– Заткнись! – Клито зажала рот Кары ладонью, безнадежно пытаясь заставить жрицу замолчать. – Ты всех перебудишь!
Но было уже слишком поздно. Когда они вернулись к живой изгороди, в которой прятались Анимона и Питана, то обнаружили там по меньшей мере полдюжины домашних рабов, то есть рабынь, которые отчаянно шептались о чем-то, размахивая руками.
– Похоже, они все хотят сбежать с нами, – пояснила Питана, морщась.
– Скажи им, что это невозможно, – обратилась Мирина к Клито, которая говорила, что освоила азы греческого языка за время своего плена. – Скажи, что в таком случае за нами погонятся и всех перебьют.
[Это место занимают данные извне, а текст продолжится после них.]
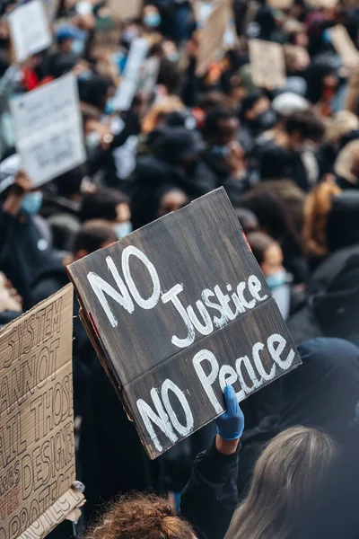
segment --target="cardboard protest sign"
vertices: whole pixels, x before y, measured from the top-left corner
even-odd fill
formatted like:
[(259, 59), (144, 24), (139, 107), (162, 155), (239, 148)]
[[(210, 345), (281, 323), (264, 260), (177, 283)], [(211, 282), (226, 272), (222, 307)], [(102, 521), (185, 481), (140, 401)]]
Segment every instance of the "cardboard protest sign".
[(114, 19), (134, 19), (139, 17), (143, 0), (108, 0), (108, 6)]
[(283, 47), (264, 40), (250, 40), (252, 80), (256, 86), (275, 90), (285, 83)]
[(196, 75), (206, 75), (209, 65), (216, 52), (223, 46), (223, 35), (227, 28), (230, 8), (227, 0), (215, 5), (206, 20), (200, 35), (199, 51), (197, 61)]
[(16, 147), (33, 186), (86, 159), (76, 77), (67, 75), (11, 101)]
[(132, 41), (125, 71), (114, 97), (117, 110), (128, 110), (131, 107), (149, 48), (149, 42), (143, 38), (136, 38)]
[(18, 62), (48, 49), (52, 43), (48, 21), (41, 0), (20, 5), (9, 15), (10, 31)]
[(73, 287), (0, 332), (0, 537), (40, 539), (77, 507)]
[(359, 64), (359, 50), (350, 39), (346, 28), (342, 24), (337, 24), (329, 30), (329, 32), (333, 47), (341, 57), (343, 64), (348, 67)]
[(150, 458), (301, 363), (223, 189), (68, 272)]

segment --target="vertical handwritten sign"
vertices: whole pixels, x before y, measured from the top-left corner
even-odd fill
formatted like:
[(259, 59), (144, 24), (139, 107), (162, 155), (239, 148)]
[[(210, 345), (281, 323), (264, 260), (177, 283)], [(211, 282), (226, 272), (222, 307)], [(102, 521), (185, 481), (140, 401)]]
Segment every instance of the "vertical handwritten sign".
[(9, 15), (9, 24), (18, 62), (23, 62), (52, 43), (48, 21), (40, 0), (31, 0), (17, 7)]
[(264, 40), (250, 40), (252, 79), (256, 86), (275, 90), (285, 83), (285, 62), (283, 47)]
[(0, 332), (1, 539), (39, 539), (79, 503), (72, 318), (68, 285)]
[(333, 47), (341, 57), (343, 64), (347, 67), (357, 66), (359, 50), (350, 39), (346, 28), (342, 24), (337, 24), (329, 30), (329, 32)]
[(213, 9), (205, 28), (201, 31), (196, 75), (206, 75), (215, 53), (223, 46), (223, 36), (230, 18), (227, 0), (222, 0)]
[(12, 100), (16, 147), (34, 187), (86, 159), (76, 77), (67, 75)]
[(223, 189), (68, 271), (150, 458), (301, 363)]

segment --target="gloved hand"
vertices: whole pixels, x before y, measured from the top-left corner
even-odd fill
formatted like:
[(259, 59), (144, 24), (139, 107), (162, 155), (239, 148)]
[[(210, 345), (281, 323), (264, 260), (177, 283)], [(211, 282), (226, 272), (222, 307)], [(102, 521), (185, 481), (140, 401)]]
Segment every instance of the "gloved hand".
[(243, 433), (244, 415), (232, 386), (226, 385), (223, 393), (227, 411), (215, 420), (217, 432), (224, 440), (235, 440)]

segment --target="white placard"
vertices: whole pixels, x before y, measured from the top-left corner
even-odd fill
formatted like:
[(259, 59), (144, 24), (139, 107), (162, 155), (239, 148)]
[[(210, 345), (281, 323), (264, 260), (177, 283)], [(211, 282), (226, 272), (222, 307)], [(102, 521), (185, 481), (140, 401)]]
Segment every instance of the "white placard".
[(143, 38), (136, 38), (131, 44), (124, 74), (116, 92), (114, 105), (117, 110), (128, 110), (141, 76), (141, 67), (149, 49), (149, 43)]
[(13, 99), (16, 147), (33, 186), (86, 159), (77, 82), (67, 75)]
[(20, 5), (9, 15), (16, 60), (23, 62), (52, 43), (48, 17), (41, 0)]

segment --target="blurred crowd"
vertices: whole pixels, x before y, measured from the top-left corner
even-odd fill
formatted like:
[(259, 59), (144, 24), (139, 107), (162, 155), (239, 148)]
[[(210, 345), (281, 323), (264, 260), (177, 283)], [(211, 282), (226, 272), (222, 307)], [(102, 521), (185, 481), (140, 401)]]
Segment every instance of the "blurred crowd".
[[(114, 496), (151, 490), (120, 499), (90, 537), (354, 539), (359, 50), (357, 64), (340, 56), (331, 29), (342, 25), (359, 49), (358, 3), (229, 1), (223, 43), (199, 75), (216, 3), (144, 1), (135, 16), (120, 17), (119, 4), (127, 13), (132, 2), (55, 3), (52, 45), (22, 63), (8, 18), (25, 2), (0, 2), (0, 325), (68, 283), (67, 264), (223, 187), (303, 366), (241, 404), (245, 430), (228, 454), (218, 442), (225, 436), (210, 446), (214, 424), (150, 462), (75, 300), (83, 526)], [(115, 95), (138, 37), (149, 44), (143, 71), (154, 66), (152, 84), (140, 77), (129, 108), (118, 110)], [(282, 87), (256, 86), (254, 39), (283, 49)], [(34, 189), (15, 149), (11, 101), (68, 73), (78, 83), (86, 161)], [(233, 416), (240, 421), (239, 408)], [(181, 520), (176, 508), (187, 483)], [(55, 534), (71, 535), (66, 526)]]

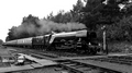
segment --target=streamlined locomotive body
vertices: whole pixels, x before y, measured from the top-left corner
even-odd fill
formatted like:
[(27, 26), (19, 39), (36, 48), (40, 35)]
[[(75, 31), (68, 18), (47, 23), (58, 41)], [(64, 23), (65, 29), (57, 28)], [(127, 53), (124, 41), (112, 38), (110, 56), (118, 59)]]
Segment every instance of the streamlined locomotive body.
[(95, 54), (102, 49), (96, 38), (97, 34), (95, 32), (82, 29), (10, 40), (4, 42), (4, 45), (42, 50), (70, 50)]

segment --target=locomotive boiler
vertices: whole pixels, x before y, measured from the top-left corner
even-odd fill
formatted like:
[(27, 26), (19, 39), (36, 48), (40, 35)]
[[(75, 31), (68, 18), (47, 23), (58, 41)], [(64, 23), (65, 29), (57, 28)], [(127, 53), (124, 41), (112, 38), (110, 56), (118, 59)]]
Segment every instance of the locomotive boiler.
[(94, 54), (102, 49), (97, 41), (96, 32), (87, 29), (15, 39), (7, 41), (3, 45), (38, 50), (69, 50)]

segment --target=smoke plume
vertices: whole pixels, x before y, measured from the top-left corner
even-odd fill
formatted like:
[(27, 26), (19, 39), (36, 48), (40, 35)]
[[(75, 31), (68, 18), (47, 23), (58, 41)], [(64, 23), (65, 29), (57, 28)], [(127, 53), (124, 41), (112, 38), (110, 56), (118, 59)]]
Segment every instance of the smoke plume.
[(50, 34), (51, 32), (72, 32), (86, 28), (81, 23), (55, 23), (47, 20), (35, 20), (34, 22), (23, 22), (20, 26), (15, 27), (13, 36), (16, 38), (26, 38)]

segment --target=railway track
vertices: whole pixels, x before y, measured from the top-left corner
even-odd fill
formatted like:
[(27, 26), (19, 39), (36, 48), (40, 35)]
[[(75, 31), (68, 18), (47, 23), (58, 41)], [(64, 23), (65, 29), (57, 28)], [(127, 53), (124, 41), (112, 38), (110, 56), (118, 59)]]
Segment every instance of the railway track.
[(111, 56), (111, 57), (106, 57), (106, 58), (95, 58), (95, 59), (92, 58), (92, 59), (87, 59), (87, 60), (132, 65), (132, 57), (130, 56)]
[[(38, 59), (50, 59), (59, 63), (62, 69), (67, 69), (72, 73), (131, 73), (132, 57), (130, 56), (106, 56), (100, 58), (85, 59), (59, 59), (61, 57), (50, 52), (38, 52), (33, 50), (22, 50)], [(124, 69), (125, 68), (125, 69)]]

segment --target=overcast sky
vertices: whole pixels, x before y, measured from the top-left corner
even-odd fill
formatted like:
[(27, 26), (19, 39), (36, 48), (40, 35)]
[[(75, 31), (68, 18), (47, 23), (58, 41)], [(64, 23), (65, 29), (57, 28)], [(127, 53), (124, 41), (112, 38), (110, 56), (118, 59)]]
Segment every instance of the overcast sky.
[(69, 11), (77, 0), (0, 0), (0, 39), (6, 39), (9, 28), (19, 26), (22, 17), (32, 14), (40, 19), (52, 11)]

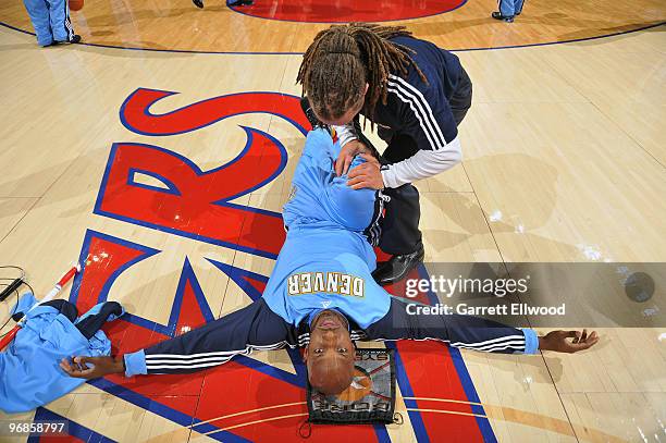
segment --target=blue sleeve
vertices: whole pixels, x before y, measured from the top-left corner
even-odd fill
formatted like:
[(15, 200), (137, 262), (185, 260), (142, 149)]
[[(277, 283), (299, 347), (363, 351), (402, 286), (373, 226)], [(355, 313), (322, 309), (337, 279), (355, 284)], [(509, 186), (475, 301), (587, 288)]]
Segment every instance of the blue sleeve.
[(458, 126), (439, 83), (425, 85), (415, 75), (409, 81), (392, 75), (388, 81), (403, 122), (398, 131), (414, 138), (419, 150), (440, 150), (456, 139)]
[(125, 360), (125, 377), (148, 373), (146, 369), (146, 353), (144, 349), (132, 354), (125, 354), (123, 358)]
[[(365, 162), (361, 157), (356, 157), (349, 171)], [(333, 221), (350, 231), (361, 232), (372, 222), (377, 190), (353, 189), (347, 185), (347, 175), (333, 177), (326, 187), (325, 205)]]
[(454, 347), (499, 354), (533, 353), (533, 340), (538, 343), (532, 330), (473, 316), (424, 312), (417, 309), (419, 306), (392, 298), (388, 313), (366, 331), (368, 339), (439, 340)]

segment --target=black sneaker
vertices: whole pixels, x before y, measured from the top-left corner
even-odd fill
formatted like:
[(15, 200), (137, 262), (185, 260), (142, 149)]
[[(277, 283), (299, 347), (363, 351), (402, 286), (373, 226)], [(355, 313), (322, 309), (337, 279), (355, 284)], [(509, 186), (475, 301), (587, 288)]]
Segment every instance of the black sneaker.
[(424, 256), (425, 251), (421, 244), (419, 248), (411, 254), (391, 257), (391, 260), (385, 261), (372, 272), (372, 278), (382, 286), (398, 282), (407, 276), (409, 271), (423, 262)]
[(495, 20), (502, 20), (502, 21), (504, 21), (506, 23), (514, 23), (514, 16), (513, 15), (502, 15), (501, 12), (495, 11), (495, 12), (493, 12), (491, 14), (491, 16), (493, 19), (495, 19)]

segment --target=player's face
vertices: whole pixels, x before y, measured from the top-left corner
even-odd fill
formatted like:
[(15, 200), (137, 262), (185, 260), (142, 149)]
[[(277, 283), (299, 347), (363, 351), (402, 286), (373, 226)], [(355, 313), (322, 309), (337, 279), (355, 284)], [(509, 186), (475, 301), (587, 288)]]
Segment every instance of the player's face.
[(346, 319), (334, 311), (320, 313), (311, 324), (304, 355), (310, 383), (322, 392), (342, 392), (351, 382), (354, 356)]

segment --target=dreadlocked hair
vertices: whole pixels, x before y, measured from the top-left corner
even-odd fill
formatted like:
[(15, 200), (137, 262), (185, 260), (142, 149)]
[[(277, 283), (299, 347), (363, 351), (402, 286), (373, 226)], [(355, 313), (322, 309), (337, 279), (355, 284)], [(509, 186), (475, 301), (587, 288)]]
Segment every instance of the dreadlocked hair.
[(411, 65), (428, 83), (411, 59), (414, 51), (388, 40), (400, 36), (411, 33), (371, 23), (334, 25), (317, 34), (296, 77), (314, 112), (324, 119), (342, 116), (359, 103), (367, 83), (362, 113), (372, 121), (377, 102), (386, 104), (390, 74), (405, 77)]

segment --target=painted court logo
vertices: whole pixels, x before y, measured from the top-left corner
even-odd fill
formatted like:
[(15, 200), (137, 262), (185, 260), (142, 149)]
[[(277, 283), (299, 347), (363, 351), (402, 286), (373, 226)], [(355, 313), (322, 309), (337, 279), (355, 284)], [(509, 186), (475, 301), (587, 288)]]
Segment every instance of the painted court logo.
[[(202, 170), (187, 157), (160, 146), (160, 140), (225, 124), (224, 120), (230, 116), (252, 113), (268, 113), (281, 119), (303, 134), (305, 139), (310, 125), (300, 110), (298, 97), (276, 93), (244, 93), (209, 98), (169, 112), (152, 112), (161, 100), (166, 101), (160, 103), (160, 108), (168, 108), (168, 98), (175, 94), (138, 88), (123, 102), (120, 120), (128, 131), (127, 135), (143, 137), (140, 141), (116, 141), (110, 147), (94, 213), (138, 226), (132, 232), (153, 230), (168, 236), (274, 259), (285, 238), (281, 214), (238, 201), (283, 172), (287, 152), (282, 143), (269, 133), (242, 126), (246, 134), (245, 146), (242, 149), (229, 147), (230, 150), (239, 150), (238, 156), (225, 164)], [(81, 262), (86, 264), (70, 297), (79, 311), (106, 300), (114, 282), (138, 263), (171, 253), (171, 257), (182, 254), (182, 268), (173, 293), (140, 295), (149, 304), (171, 304), (166, 308), (170, 313), (165, 323), (143, 317), (145, 312), (138, 309), (104, 329), (113, 343), (113, 355), (150, 346), (211, 322), (219, 316), (220, 308), (211, 308), (199, 284), (198, 274), (203, 271), (197, 270), (192, 257), (180, 250), (147, 246), (138, 241), (140, 237), (124, 238), (114, 234), (94, 230), (86, 232), (81, 251)], [(268, 282), (267, 275), (223, 262), (219, 258), (205, 257), (205, 260), (212, 267), (212, 271), (207, 269), (206, 272), (221, 272), (229, 278), (230, 285), (240, 288), (250, 299), (261, 297)], [(310, 286), (335, 283), (323, 274), (321, 279), (317, 275), (310, 279)], [(296, 282), (299, 291), (307, 290), (306, 280)], [(353, 275), (347, 280), (338, 275), (338, 290), (346, 287), (344, 291), (348, 295), (362, 296), (362, 281), (356, 282)], [(453, 396), (468, 402), (469, 405), (461, 403), (460, 406), (468, 416), (457, 419), (459, 432), (466, 434), (467, 441), (494, 439), (488, 420), (474, 418), (474, 414), (478, 416), (482, 408), (476, 406), (479, 399), (457, 350), (447, 350), (434, 343), (387, 346), (395, 349), (403, 395)], [(432, 350), (435, 348), (436, 353)], [(145, 409), (147, 414), (177, 423), (182, 429), (192, 429), (195, 433), (219, 441), (291, 441), (295, 429), (307, 416), (307, 378), (297, 349), (281, 353), (280, 365), (239, 356), (221, 367), (192, 374), (134, 379), (109, 376), (88, 383), (130, 403), (132, 407)], [(448, 367), (454, 373), (459, 373), (459, 380), (452, 379), (445, 392), (433, 391), (429, 383), (412, 377), (421, 371), (423, 361), (417, 361), (421, 356), (436, 360), (439, 367)], [(285, 366), (285, 358), (293, 369), (284, 369), (288, 366)], [(424, 364), (428, 365), (427, 361)], [(362, 385), (360, 379), (359, 383)], [(443, 432), (435, 421), (412, 409), (409, 417), (416, 438), (436, 438)], [(48, 408), (39, 408), (35, 419), (53, 417), (59, 416)], [(104, 441), (106, 438), (90, 427), (90, 423), (86, 426), (70, 421), (69, 429), (79, 440)], [(178, 440), (175, 434), (164, 432), (168, 435), (160, 436)], [(354, 434), (358, 441), (390, 440), (384, 427), (357, 427)], [(329, 427), (317, 431), (318, 439), (332, 441), (337, 431)]]

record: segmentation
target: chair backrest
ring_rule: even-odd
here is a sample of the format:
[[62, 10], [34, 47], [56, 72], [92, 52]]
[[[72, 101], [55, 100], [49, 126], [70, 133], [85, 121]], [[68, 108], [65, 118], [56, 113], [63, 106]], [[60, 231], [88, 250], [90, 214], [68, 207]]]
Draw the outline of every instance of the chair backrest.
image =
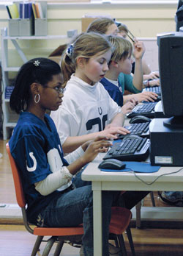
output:
[[22, 182], [21, 182], [21, 178], [20, 176], [20, 174], [18, 172], [18, 169], [17, 168], [16, 163], [11, 154], [9, 144], [7, 143], [6, 145], [7, 147], [7, 152], [9, 156], [10, 165], [11, 165], [11, 168], [12, 168], [12, 177], [13, 177], [13, 181], [14, 181], [14, 185], [15, 188], [15, 193], [16, 193], [16, 199], [17, 199], [17, 202], [18, 205], [22, 208], [25, 207], [26, 205], [26, 202], [24, 196], [24, 193], [23, 190], [23, 186], [22, 186]]

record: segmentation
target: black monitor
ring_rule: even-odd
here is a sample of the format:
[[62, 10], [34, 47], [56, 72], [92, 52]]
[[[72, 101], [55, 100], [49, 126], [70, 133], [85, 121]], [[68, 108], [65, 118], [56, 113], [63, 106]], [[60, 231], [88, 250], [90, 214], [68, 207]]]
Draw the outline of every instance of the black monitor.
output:
[[157, 35], [163, 110], [169, 128], [183, 129], [183, 32]]

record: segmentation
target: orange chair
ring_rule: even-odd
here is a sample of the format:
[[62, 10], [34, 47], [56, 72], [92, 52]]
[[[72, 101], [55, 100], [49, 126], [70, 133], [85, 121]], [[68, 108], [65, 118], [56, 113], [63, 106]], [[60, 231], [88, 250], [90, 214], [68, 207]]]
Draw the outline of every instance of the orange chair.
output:
[[[34, 246], [31, 256], [36, 256], [36, 254], [40, 250], [40, 246], [42, 242], [47, 242], [42, 256], [48, 256], [55, 242], [57, 242], [57, 246], [54, 252], [54, 256], [60, 255], [62, 246], [65, 241], [81, 241], [83, 235], [83, 225], [73, 227], [31, 227], [28, 222], [26, 212], [26, 202], [23, 191], [22, 182], [18, 169], [15, 162], [11, 155], [9, 144], [7, 143], [7, 152], [8, 153], [14, 185], [15, 188], [16, 199], [18, 205], [22, 210], [23, 224], [26, 229], [31, 234], [37, 236], [35, 244]], [[130, 241], [132, 255], [135, 256], [135, 250], [132, 240], [131, 231], [129, 224], [132, 218], [130, 210], [123, 207], [112, 207], [112, 216], [110, 224], [110, 233], [113, 235], [117, 246], [120, 246], [123, 252], [123, 256], [127, 255], [125, 244], [123, 239], [122, 233], [127, 230], [127, 234]], [[50, 236], [47, 241], [43, 241], [44, 236]]]

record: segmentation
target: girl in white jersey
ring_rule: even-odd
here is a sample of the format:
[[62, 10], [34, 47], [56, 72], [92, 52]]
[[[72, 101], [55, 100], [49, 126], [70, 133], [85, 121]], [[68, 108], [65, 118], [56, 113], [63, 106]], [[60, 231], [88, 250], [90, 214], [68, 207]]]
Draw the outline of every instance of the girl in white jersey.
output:
[[[66, 91], [61, 106], [51, 115], [64, 152], [99, 135], [116, 138], [116, 134], [129, 132], [122, 127], [124, 115], [121, 107], [99, 82], [108, 70], [111, 54], [107, 37], [90, 32], [79, 35], [62, 57]], [[147, 193], [125, 192], [126, 207], [131, 209]]]
[[[111, 44], [105, 35], [81, 34], [70, 45], [61, 60], [66, 84], [62, 105], [52, 112], [65, 153], [97, 135], [117, 138], [127, 134], [122, 127], [124, 115], [110, 97], [100, 80], [108, 70]], [[129, 108], [133, 108], [129, 103]]]

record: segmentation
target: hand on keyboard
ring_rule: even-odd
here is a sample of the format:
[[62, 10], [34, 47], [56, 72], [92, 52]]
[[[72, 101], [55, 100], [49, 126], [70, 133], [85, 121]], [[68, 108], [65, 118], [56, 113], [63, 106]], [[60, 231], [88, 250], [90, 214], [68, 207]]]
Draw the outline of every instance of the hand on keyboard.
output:
[[138, 102], [135, 101], [135, 99], [130, 99], [129, 102], [125, 103], [122, 107], [122, 111], [124, 114], [127, 114], [128, 113], [132, 112], [132, 109], [135, 107], [135, 105], [138, 104]]
[[137, 135], [127, 135], [114, 143], [103, 159], [115, 158], [122, 161], [144, 161], [149, 153], [150, 141]]
[[158, 95], [152, 91], [143, 91], [140, 93], [137, 93], [135, 98], [138, 99], [138, 102], [154, 102], [157, 98]]
[[105, 127], [103, 131], [100, 132], [100, 135], [102, 136], [106, 136], [109, 139], [117, 139], [118, 134], [127, 135], [130, 132], [127, 129], [123, 127], [113, 127], [111, 124]]

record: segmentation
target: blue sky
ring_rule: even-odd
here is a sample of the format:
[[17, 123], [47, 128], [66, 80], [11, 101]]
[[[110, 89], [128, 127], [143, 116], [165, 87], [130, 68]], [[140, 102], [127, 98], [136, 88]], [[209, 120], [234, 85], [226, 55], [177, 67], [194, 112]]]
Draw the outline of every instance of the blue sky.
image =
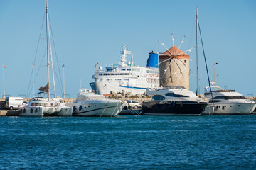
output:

Не ожидая, пока Клито как-то переведет женщинам ее слова, Мирина поспешила дальше, через сад, волоча за собой Кару, продолжавшую рыдать и сопротивляться.
Все это было так ужасно и шумно, что Мирина с минуты на минуту ждала появления вооруженных мужчин, обнаруживших их побег.
– Да возьми ты себя в руки! – резко приказала она, кое-как закутывая дрожащую голую Кару своим шарфом. – Мы пришли, чтобы спасти тебя, а из-за твоей истерики нас всех могут убить!
Ожидая, что их вот-вот нагонят дворцовые стражи, Мирина задержалась перед дырой в садовой стене, не понимая, почему вокруг до сих пор никого нет. Но выбора у нее не было, и она протолкнула Кару в дыру и потащила вниз по склону холма так быстро, как только Кара могла переставлять ноги.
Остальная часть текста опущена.